To establish a meaningful position, Reeves needs to distinguish these practices from inappropriate noncompetitive behaviors. Unfortunately, this prerequisite seems to elude him. For all his angst over class consciousness, Reeves actually has very little concrete advice for the ethically affluent parent. His fevered crusade for equal opportunity mostly ends up winnowing down into a rant against elite internships and university legacy admissions, though even he halfheartedly admits that these issues are insignificant enough to be largely symbolic.
The truth is, elite parenting does have significant shortcomings. Relentlessly groomed for a “cognitive-elite” workforce, our upper-middle-class youngsters have proven themselves to be tech-savvy, brainy, and reasonably hard-working. But they’re also shallow, emotionally fragile, and distressingly illiberal. Their careful cultivation has turned them into hothouse flowers, estranged from anything outside the idiosyncratic world of the “creative class.” This is a serious problem, but it’s not one we can fix by perfecting the mechanisms of meritocracy. Indeed, the “level playing field” can easily become a blunt instrument for the illiberal. If fair play is your obsession, you’ll be especially motivated to pressure others into approving your preferred rulebook.
In all likelihood, Reeves’s message will be politely pondered and quickly forgotten by his peers. What if it isn’t, though? Reeves himself seems to take for granted that the parental-promotional instinct is basically indestructible, and that elites will always be willing to raise highly educated workers on their own time and dime. It’s interesting how easily liberal social theorists fall into these kinds of assumptions, which sometimes turn out to be dangerously incorrect.
A few decades ago, Malthusian lifeboat fanatics assured us that we should all have fewer babies, lest the planet become overpopulated. Trendy psychologists in the ’70s and ’80s opined that it was fine, and possibly even virtuous, for adults to prioritize their own romantic interests over conventional marriage-family norms. “Sounds reasonable to me,” said millions of American adults. Experience suggests that people will often swallow some ludicrously flimsy reasoning, if the moral of the story is, “Relax, and schedule some more ‘me time.’”
What if Reeves actually succeeded in throwing high-intensive parenting into ill repute? If the upper-middle class were to give up on involved parenting, Reeves might well get the downward (relative) mobility that he hopes to see from the upper-middle class, at the price of downward absolute mobility for the whole population. Would that be worth it? Reeves might think so, but I suspect most of his compatriots would disagree.

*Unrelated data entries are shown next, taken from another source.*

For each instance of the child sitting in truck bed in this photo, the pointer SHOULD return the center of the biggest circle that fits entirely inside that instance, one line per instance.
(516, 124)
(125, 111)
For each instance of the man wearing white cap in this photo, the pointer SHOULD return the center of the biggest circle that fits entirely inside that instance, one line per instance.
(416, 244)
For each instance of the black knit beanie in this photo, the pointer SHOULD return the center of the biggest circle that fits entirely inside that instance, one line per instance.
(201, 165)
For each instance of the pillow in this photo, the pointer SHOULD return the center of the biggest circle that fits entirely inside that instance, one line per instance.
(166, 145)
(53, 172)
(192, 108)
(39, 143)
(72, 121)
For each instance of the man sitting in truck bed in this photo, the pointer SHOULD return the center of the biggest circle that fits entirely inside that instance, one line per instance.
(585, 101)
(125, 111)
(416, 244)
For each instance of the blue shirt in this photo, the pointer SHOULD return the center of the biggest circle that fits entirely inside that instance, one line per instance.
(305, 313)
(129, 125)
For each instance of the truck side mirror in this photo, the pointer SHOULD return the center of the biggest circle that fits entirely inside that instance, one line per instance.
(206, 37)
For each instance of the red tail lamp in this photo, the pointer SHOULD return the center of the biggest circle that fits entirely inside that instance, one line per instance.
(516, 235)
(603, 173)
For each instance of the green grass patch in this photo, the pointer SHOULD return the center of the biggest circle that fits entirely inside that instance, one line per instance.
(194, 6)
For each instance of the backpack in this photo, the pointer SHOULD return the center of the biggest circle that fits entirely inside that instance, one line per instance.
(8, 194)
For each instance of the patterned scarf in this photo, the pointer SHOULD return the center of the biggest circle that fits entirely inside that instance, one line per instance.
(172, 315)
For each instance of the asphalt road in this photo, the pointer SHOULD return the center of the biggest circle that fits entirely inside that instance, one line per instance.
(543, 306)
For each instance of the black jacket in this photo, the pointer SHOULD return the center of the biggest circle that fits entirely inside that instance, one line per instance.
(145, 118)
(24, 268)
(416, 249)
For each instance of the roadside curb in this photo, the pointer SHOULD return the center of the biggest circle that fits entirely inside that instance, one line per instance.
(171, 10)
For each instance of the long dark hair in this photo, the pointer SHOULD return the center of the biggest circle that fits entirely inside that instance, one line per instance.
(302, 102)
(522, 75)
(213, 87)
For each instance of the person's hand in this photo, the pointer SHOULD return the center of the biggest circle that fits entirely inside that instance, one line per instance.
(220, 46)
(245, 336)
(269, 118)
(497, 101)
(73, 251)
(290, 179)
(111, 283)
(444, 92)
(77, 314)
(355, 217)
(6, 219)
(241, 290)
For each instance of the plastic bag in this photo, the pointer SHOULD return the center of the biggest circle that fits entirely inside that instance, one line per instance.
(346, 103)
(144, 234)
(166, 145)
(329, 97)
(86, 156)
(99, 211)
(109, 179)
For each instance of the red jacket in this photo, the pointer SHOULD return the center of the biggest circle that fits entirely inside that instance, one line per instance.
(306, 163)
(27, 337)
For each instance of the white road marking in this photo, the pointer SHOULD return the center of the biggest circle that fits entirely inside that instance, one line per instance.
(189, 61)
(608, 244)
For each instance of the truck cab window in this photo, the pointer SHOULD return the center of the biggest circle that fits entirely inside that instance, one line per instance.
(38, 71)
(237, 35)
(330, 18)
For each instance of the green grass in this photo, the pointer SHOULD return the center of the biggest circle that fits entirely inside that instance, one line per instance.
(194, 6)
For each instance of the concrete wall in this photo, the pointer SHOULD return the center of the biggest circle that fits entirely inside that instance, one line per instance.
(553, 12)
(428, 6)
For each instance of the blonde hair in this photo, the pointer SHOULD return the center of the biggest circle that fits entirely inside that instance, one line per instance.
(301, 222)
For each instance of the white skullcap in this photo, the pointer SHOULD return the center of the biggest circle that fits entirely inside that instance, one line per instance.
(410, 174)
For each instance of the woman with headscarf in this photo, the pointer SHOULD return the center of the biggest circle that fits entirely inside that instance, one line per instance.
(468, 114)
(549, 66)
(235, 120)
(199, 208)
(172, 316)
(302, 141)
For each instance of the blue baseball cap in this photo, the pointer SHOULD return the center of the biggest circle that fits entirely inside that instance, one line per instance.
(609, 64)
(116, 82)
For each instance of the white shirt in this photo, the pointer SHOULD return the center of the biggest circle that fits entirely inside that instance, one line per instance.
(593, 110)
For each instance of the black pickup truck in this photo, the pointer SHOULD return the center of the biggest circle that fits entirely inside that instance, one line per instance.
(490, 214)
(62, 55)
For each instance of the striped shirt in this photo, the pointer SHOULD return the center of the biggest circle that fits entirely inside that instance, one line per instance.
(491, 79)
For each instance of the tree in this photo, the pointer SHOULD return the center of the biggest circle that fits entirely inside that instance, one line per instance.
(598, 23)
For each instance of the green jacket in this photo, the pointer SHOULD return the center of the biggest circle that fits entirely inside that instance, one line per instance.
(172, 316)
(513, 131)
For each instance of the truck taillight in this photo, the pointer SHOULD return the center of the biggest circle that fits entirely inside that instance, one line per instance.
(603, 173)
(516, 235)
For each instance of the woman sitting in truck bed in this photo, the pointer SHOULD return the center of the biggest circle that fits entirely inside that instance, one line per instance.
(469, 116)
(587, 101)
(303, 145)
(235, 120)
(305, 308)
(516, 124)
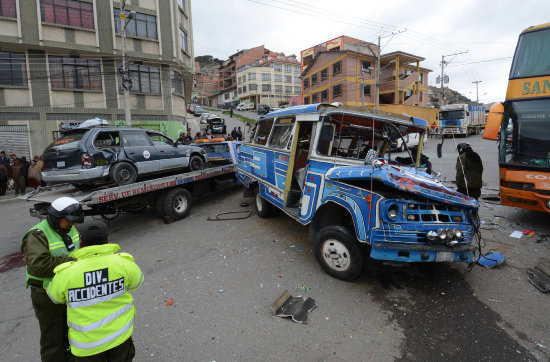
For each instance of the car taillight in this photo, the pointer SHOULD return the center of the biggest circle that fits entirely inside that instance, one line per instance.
(86, 159)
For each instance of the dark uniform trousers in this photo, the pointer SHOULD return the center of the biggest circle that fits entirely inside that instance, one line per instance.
(124, 352)
(54, 331)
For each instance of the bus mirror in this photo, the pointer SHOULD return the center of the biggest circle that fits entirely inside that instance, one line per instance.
(494, 119)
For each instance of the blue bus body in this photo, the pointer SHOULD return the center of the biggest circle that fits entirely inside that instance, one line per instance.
(316, 164)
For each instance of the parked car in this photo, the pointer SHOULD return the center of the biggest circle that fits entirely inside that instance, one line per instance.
(263, 109)
(121, 155)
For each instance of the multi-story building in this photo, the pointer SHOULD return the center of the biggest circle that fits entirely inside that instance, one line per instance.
(344, 70)
(60, 64)
(272, 79)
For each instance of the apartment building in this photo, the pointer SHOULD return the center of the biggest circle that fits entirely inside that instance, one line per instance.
(60, 62)
(344, 70)
(273, 80)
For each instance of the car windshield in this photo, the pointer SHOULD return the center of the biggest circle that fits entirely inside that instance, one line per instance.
(525, 133)
(68, 141)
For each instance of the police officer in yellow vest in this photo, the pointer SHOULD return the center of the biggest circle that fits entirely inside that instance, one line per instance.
(100, 309)
(45, 246)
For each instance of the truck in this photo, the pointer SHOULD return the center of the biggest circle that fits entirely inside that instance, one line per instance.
(171, 196)
(461, 119)
(332, 168)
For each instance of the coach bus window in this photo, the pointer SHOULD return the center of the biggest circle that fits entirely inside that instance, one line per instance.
(282, 132)
(262, 133)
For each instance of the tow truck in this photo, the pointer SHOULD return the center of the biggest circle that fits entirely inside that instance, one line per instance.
(171, 196)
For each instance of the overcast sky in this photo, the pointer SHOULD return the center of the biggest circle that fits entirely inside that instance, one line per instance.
(488, 30)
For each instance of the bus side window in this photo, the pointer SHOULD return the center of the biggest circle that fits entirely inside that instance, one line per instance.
(262, 133)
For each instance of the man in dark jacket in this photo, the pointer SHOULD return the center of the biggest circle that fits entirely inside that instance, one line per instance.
(469, 171)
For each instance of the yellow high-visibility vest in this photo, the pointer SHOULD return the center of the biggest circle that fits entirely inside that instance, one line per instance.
(55, 243)
(100, 310)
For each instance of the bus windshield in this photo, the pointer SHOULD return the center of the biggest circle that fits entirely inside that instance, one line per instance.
(444, 115)
(525, 133)
(532, 56)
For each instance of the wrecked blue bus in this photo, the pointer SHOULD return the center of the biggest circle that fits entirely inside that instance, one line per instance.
(335, 170)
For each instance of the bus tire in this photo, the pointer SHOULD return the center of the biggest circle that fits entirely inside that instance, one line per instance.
(339, 253)
(176, 204)
(263, 208)
(123, 173)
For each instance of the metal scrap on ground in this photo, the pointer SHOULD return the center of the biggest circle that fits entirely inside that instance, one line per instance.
(296, 307)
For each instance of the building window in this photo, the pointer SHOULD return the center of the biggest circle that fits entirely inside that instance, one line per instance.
(144, 26)
(314, 79)
(337, 68)
(181, 4)
(74, 73)
(7, 9)
(177, 82)
(145, 79)
(13, 70)
(315, 97)
(336, 91)
(366, 89)
(183, 40)
(67, 12)
(366, 66)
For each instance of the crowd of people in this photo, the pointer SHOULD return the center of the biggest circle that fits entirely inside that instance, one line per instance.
(16, 173)
(235, 135)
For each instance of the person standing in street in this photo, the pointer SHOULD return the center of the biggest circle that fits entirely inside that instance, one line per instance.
(45, 246)
(100, 309)
(469, 171)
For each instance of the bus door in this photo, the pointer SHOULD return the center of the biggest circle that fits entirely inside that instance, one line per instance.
(298, 163)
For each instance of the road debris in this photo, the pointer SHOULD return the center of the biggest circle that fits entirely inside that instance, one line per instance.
(296, 307)
(539, 275)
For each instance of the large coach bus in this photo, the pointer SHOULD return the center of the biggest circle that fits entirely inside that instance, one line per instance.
(522, 124)
(334, 170)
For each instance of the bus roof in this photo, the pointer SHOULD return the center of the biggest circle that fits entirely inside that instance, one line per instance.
(536, 27)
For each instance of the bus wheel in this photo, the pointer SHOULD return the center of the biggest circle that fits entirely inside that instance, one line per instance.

Reeves certainly cuts a righteous figure, as a naturalized citizen with a zealous attachment to the American Dream. Are we obliged, though, to provide a comfortable haven for every egalitarian ideologue who rebels against received pronunciation? (Immigration hawks, I’ll wait for your ruling on that.) As a nation of 350 million, Americans may need to consider that the happiest, freest, and most prosperous future available to us might not be the most egalitarian. Is that heresy? If so, then God save the Queen.
Dreams should not be hoarded. They inevitably will be, though, if we socialize everyone to chase after the same things. If elites want to help more Americans thrive, they may need to look beyond the ladder.